Toda a sua vida, ele seria isso: a execução prática de uma linha de pensamento contra a ideia política dos políticos se assumirem como políticos, em defesa de um interesse colectivo. Um manipulador que finge não o ser, afirmando-se apenas como um espírito puro, ingénuo. Cavaco seria apenas mais um a executar a linha política de um combate fortemente marcado pelo anticomunismo da  Guerra Fria, baseado na ideia estúpida de que, egoistamente, se cada um pensar apenas em si, conseguirá defender melhor a sua comunidade...

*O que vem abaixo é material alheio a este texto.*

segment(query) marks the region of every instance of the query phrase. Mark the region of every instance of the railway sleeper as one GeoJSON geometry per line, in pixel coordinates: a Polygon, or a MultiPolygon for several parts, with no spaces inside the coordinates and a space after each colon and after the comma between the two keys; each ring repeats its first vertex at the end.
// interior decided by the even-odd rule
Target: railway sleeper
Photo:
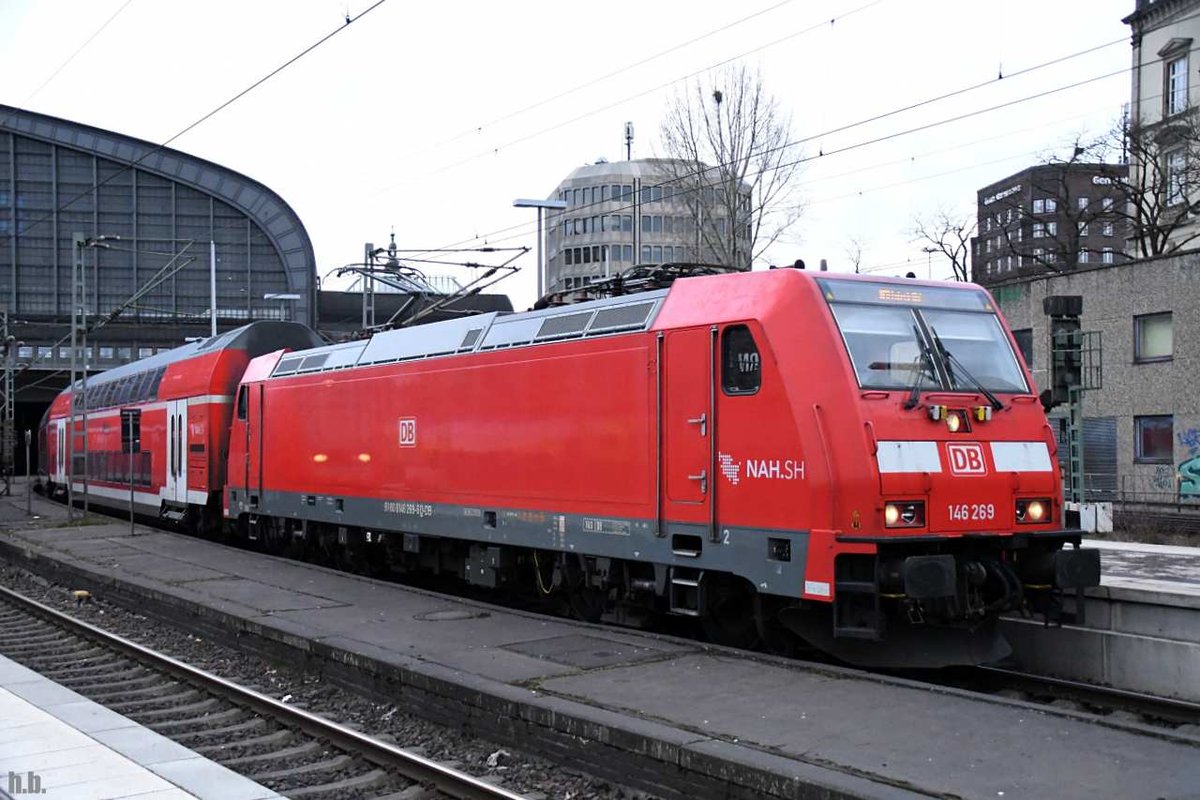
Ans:
{"type": "Polygon", "coordinates": [[[238,769],[248,767],[251,764],[260,764],[262,762],[271,762],[272,764],[283,761],[288,758],[301,758],[309,756],[317,751],[329,752],[323,750],[323,745],[315,741],[301,742],[294,747],[288,747],[283,750],[272,750],[268,753],[253,753],[245,756],[235,756],[234,758],[221,759],[221,764],[230,769],[238,769]]]}
{"type": "MultiPolygon", "coordinates": [[[[295,734],[293,733],[293,731],[291,729],[280,728],[277,731],[265,734],[263,736],[255,736],[250,739],[242,739],[239,742],[226,742],[224,744],[205,744],[205,745],[200,745],[198,747],[193,747],[192,750],[199,753],[200,755],[212,755],[213,759],[215,761],[221,761],[221,759],[218,757],[220,754],[239,752],[242,750],[253,750],[254,748],[258,748],[258,747],[271,748],[271,747],[274,747],[275,745],[282,744],[282,743],[288,741],[289,739],[293,738],[294,736],[295,736],[295,734]]],[[[264,752],[270,758],[278,758],[279,757],[278,750],[269,750],[269,751],[264,751],[264,752]]],[[[224,763],[224,762],[222,762],[222,763],[224,763]]],[[[226,765],[226,766],[228,766],[228,765],[226,765]]]]}
{"type": "Polygon", "coordinates": [[[262,783],[263,781],[286,780],[301,775],[311,775],[314,772],[335,772],[347,766],[353,760],[350,756],[343,753],[332,758],[327,758],[324,761],[314,761],[311,764],[303,764],[299,767],[277,769],[270,772],[256,772],[249,777],[250,780],[256,783],[262,783]]]}
{"type": "MultiPolygon", "coordinates": [[[[200,725],[205,725],[206,721],[201,720],[200,725]]],[[[207,739],[228,739],[235,734],[250,733],[262,730],[268,727],[269,722],[262,717],[254,717],[243,722],[236,722],[233,725],[226,725],[223,728],[205,728],[203,730],[191,731],[189,733],[176,733],[171,736],[176,742],[182,745],[187,745],[188,742],[203,742],[207,739]]]]}
{"type": "Polygon", "coordinates": [[[42,674],[61,683],[63,680],[70,680],[74,675],[109,675],[114,672],[124,672],[127,669],[129,669],[128,661],[120,656],[109,656],[108,658],[97,658],[90,664],[50,667],[42,671],[42,674]]]}
{"type": "Polygon", "coordinates": [[[117,698],[119,701],[122,698],[135,700],[136,698],[155,699],[159,697],[176,697],[178,696],[177,694],[168,695],[167,692],[176,691],[178,689],[185,689],[193,692],[195,691],[191,687],[184,684],[174,682],[164,683],[163,679],[156,675],[149,675],[136,681],[130,681],[129,683],[135,685],[135,688],[126,688],[127,684],[124,682],[97,683],[91,685],[78,683],[76,686],[79,686],[80,688],[75,688],[75,686],[72,686],[71,688],[75,689],[75,691],[79,692],[80,694],[86,694],[88,697],[91,697],[97,701],[106,700],[108,698],[117,698]]]}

Veja-se o documentário The Trap

O estranho é que, na altura em que escreveu este paper, Cavaco Silva está já embrenhado na vida política aos mais alto nível. Conhecia os políticos, ouvia-os, falava com eles, discutia com eles pontos de vista, encontrava-se mesmo à beira de ser nomeado ministro das Finanças do Governo de Sá Carneiro. Estava, ele próprio, à beira de se tornar um político profissional.

Cavaco conta na sua autobiografia (1) que, em Maio de 1974, pouco depois do 25 de Abril foi convidado por Alfredo de Sousa "para participar numa reunião de economistas e outros profissionais ligados ao PPD que acabara use de ser fundado por Francisco Sá Carneiro, Francisco Pinto Balsemão e Joaquim Magalhães Mota". O objectivo era "discutir a situação económica portuguesa e as políticas que deviam ser adoptadas". Cavaco Silva foi. "Aceitei o convite pela vontade de dizer o que pensava sobre o tema, mas também por uma certa curiosidade em relação ao novo partido". Claro que sim.

Mas a sua curiosidade e entusiasmo tornam-se em militância política. "Fui ao Pavilhão dos Desportos, em Outubro de 1974, assistir ao primeiro comício do PPD em Lisboa e deixei-me contagiar pelo entusiasmo que envolveu os oradores. Participei em várias reuniões do gabinete de estudos do partido dirigido por Alfredo de Sousa e António Pinto Barbosa, ajudando a preparar os documentos sobre política económica, inclusivé textos para o programa do partido, que foi aprovado em Novembro de 1974 que teve lugar em, Lisboa. Fui designado para participar no congresso, em representação do gabinete de estudos, mas acabei por não estar presente devido à morte do pai da minha mulher, cujo funeral foi no Algarve". E foi se entrosando ainda mais. "Assisti a várias reuniões em que os ministros do PPD ou dirigentes do partido faziam a análise da situação política".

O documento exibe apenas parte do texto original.